Agatha Webb by Anna Katharine Green
Book II. The Man of no Reputation
XXV. In Extremity
Sweetwater's one thought as he sank was, "Now Mr. Sutherland need fear me no longer."
But the instinct of life is strong in every heart, and when he found himself breathing the air again he threw out his arms wildly and grasped a spar.
It was life to him, hope, reconnection with his kind. He clutched, clung, and, feeling himself floating, uttered a shout of mingled joy and appeal that unhappily was smothered in the noise of the waters and the now rapidly rising wind.
Whence had come this spar in his desperate need? He never knew, but somewhere in his remote consciousness an impression remained of a shock to the waves following his own plunge into the water, which might mean that this spar had been thrown out after him, perhaps by the already repentant hands of the wretches who had tossed him to his death. However it came, or from whatever source, it had at least given him an opportunity to measure his doom and realise the agonies of hope when it alternates with despair.
The darkness was impenetrable. It was no longer that of heaven, but of the nether world, or so it seemed to this dazed soul, plunged suddenly from dreams of exile into the valley of the shadow of death. And such a death! As he realised its horrors, as he felt the chill of night and the oncoming storm strike its piercing fangs into his marrow, and knew that his existence and the hope of ever again seeing the dear old face at the fireside rested upon the strength of his will and the tenacity of his life- clutch, he felt his heart fail, and the breath that was his life cease in a gurgle of terror. But he clung on, and, though no comfort came, still clung, while vague memories of long-ago shipwrecks, and stories told in his youth of men, women, and children tossing for hours on a drifting plank, flashed through his benumbed brain, and lent their horror to his own sensations of apprehension and despair.
He wanted to live. Now that the dread spectre had risen out of the water and had its clutch on his hair, he realised that the world held much for him, and that even in exile he might work and love and enjoy God's heaven and earth, the green fields and the blue sky. Not such skies as were above him now. No, this was not sky that overarched him, but a horrible vault in which the clouds, rushing in torn masses, had the aspect of demons stooping to contend for him with those other demons that with long arms and irresistible grip were dragging at him from below. He was alone on a whirling spar in the midst of a midnight ocean, but horror and a pitiless imagination made this conflict more than that of the elements, and his position an isolation beyond that of man removed from his fellows. He was almost mad. Yet he clung.

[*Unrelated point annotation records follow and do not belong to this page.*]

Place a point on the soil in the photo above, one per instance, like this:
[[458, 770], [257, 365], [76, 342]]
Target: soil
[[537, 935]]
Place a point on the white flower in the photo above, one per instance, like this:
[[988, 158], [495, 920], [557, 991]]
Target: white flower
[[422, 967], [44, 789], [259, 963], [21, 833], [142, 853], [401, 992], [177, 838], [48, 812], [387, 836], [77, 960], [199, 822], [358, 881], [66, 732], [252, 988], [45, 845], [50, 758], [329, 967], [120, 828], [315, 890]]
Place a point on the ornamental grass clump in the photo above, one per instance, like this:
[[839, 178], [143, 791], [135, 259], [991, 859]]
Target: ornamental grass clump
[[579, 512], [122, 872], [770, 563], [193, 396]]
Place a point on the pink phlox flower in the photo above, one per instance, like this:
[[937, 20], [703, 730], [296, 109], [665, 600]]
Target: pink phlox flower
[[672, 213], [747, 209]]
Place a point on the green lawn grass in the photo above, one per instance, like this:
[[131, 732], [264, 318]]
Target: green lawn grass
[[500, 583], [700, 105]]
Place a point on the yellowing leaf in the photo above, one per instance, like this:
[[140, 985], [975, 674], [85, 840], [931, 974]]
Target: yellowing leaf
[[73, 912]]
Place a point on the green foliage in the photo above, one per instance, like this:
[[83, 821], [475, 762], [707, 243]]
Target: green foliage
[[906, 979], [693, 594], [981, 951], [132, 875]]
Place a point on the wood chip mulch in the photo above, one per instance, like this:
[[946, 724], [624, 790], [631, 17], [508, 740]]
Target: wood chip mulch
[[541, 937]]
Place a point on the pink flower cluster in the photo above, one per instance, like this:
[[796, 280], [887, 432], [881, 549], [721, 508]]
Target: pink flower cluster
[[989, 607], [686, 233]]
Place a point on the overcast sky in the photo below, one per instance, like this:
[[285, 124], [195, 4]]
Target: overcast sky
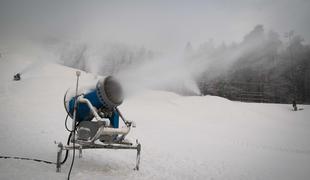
[[158, 24]]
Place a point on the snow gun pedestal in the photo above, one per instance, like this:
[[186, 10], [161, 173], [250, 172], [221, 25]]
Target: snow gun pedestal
[[95, 119]]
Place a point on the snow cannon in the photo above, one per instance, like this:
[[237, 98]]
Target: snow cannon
[[104, 97], [95, 119]]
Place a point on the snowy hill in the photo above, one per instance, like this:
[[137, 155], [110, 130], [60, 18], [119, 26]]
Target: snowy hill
[[193, 137]]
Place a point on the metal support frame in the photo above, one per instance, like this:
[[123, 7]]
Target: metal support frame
[[87, 145], [59, 156]]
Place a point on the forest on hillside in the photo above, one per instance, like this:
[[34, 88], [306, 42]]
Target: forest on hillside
[[264, 67]]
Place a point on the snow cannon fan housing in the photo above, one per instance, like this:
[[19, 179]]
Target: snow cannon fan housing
[[105, 97]]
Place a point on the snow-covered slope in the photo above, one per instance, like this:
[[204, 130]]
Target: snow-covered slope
[[182, 137]]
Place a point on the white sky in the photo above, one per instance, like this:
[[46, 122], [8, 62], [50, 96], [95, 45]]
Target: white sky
[[160, 24]]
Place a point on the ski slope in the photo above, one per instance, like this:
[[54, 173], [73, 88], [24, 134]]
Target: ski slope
[[192, 137]]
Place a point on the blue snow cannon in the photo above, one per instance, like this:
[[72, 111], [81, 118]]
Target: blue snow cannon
[[104, 97]]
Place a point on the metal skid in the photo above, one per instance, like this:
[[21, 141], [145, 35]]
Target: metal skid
[[80, 145]]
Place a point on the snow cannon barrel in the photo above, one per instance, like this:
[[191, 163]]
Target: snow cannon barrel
[[105, 96]]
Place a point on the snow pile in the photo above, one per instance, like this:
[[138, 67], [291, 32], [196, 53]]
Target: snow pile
[[193, 137]]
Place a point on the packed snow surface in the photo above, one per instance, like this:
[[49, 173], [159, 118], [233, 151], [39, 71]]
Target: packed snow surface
[[182, 137]]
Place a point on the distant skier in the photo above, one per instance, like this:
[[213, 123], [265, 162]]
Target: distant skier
[[17, 77], [294, 105]]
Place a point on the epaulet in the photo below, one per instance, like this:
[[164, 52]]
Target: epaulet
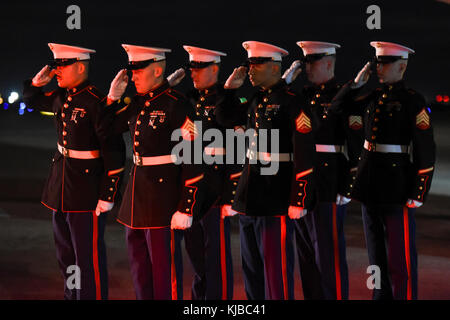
[[174, 94], [362, 97], [412, 91], [96, 92], [290, 93]]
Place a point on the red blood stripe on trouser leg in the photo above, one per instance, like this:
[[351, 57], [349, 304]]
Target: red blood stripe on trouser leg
[[337, 268], [283, 256], [407, 250], [172, 266], [98, 292], [223, 261]]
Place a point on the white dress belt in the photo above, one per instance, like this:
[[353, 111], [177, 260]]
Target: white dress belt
[[329, 148], [265, 156], [385, 148], [211, 151], [153, 161], [91, 154]]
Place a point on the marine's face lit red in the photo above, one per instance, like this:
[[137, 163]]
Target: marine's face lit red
[[204, 78], [68, 76]]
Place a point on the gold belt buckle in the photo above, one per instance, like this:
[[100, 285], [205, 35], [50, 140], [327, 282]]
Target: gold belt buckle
[[138, 160]]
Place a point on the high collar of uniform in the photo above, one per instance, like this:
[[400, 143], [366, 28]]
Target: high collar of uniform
[[78, 88], [211, 90], [332, 83], [277, 86], [156, 91], [394, 86]]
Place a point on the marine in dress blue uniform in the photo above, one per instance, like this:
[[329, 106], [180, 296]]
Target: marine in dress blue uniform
[[391, 181], [208, 242], [336, 131], [160, 194], [264, 200], [86, 170]]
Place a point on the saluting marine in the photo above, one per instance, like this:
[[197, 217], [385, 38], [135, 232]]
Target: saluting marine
[[86, 170], [265, 198], [335, 132], [208, 242], [388, 183], [160, 194]]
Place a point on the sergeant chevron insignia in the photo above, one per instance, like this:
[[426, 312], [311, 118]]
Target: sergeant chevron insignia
[[355, 122], [303, 123], [423, 120], [189, 130]]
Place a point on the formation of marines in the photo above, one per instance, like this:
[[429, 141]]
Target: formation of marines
[[334, 142]]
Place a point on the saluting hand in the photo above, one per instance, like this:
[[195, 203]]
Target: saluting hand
[[226, 211], [103, 206], [413, 203], [43, 77], [118, 85], [341, 200], [362, 77], [180, 221], [176, 77], [237, 78], [292, 73], [296, 212]]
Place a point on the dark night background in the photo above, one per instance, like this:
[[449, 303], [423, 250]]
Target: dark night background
[[28, 267]]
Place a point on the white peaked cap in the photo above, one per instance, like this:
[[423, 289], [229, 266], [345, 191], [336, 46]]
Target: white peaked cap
[[316, 47], [256, 49], [140, 53], [63, 51], [203, 55], [390, 49]]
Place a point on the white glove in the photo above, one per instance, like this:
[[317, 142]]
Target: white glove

Suddenly a better frame of mind prevailed. The sky was no lighter, save as the lightning came to relieve the overwhelming darkness by a still more overwhelming glare, nor were the waves less importunate or his hold on the spar more secure; but the horror seemed to have lifted, and the practical nature of the man reasserted itself. Other men had gone through worse dangers than these and survived to tell the tale, as he might survive to tell his. The will was all--will and an indomitable courage; and he had will and he had courage, or why had he left his home to dare a hard and threatening future purely from a sentiment of gratitude? Could he hold on long enough, daylight would come; and if, as he now thought possible, he had been thrown into the sea within twenty hours after leaving Sutherlandtown, then he must be not far from Cape Cod, and in the direct line of travel from New York to Boston. Rescue would come, and if the storm which was breaking over his head more and more furiously made it difficult for him to retain his hold, it certainly would not wreck his spar or drench him more than he was already drenched, while every blast would drive him shoreward. The clinging was all, and filial love would make him do that, even in the semi-unconsciousness which now and then swept over him. Only, would it not be better for Mr. Sutherland if he should fail and drop away into the yawning chasms of the unknown world beneath? There were moments when he thought so, and then his clutch perceptibly weakened; but only once did he come near losing his hold altogether. And that was when he thought he heard a laugh. A laugh, here in the midst of ocean! in the midst of storm! a laugh! Were demons a reality, then? Yes; but the demon he had heard was of his own imagination; it had a face of Medusa sweetness and the laugh--Only Amabel's rang out so thrillingly false, and with such diabolic triumph. Amabel, who might be laughing in her dreams at this very moment of his supreme misery, and who assuredly would laugh if conscious of his suffering and aware of the doom to which his self-sacrifice had brought him. Amabel! the thought of her made the night more dark, the waters more threatening, the future less promising. Yet he would hold on if only to spite her who hated him and whom he hated almost as much as he loved Mr. Sutherland.
It was his last conscious thought for hours. When morning broke he was but a nerveless figure, with sense enough to cling, and that was all.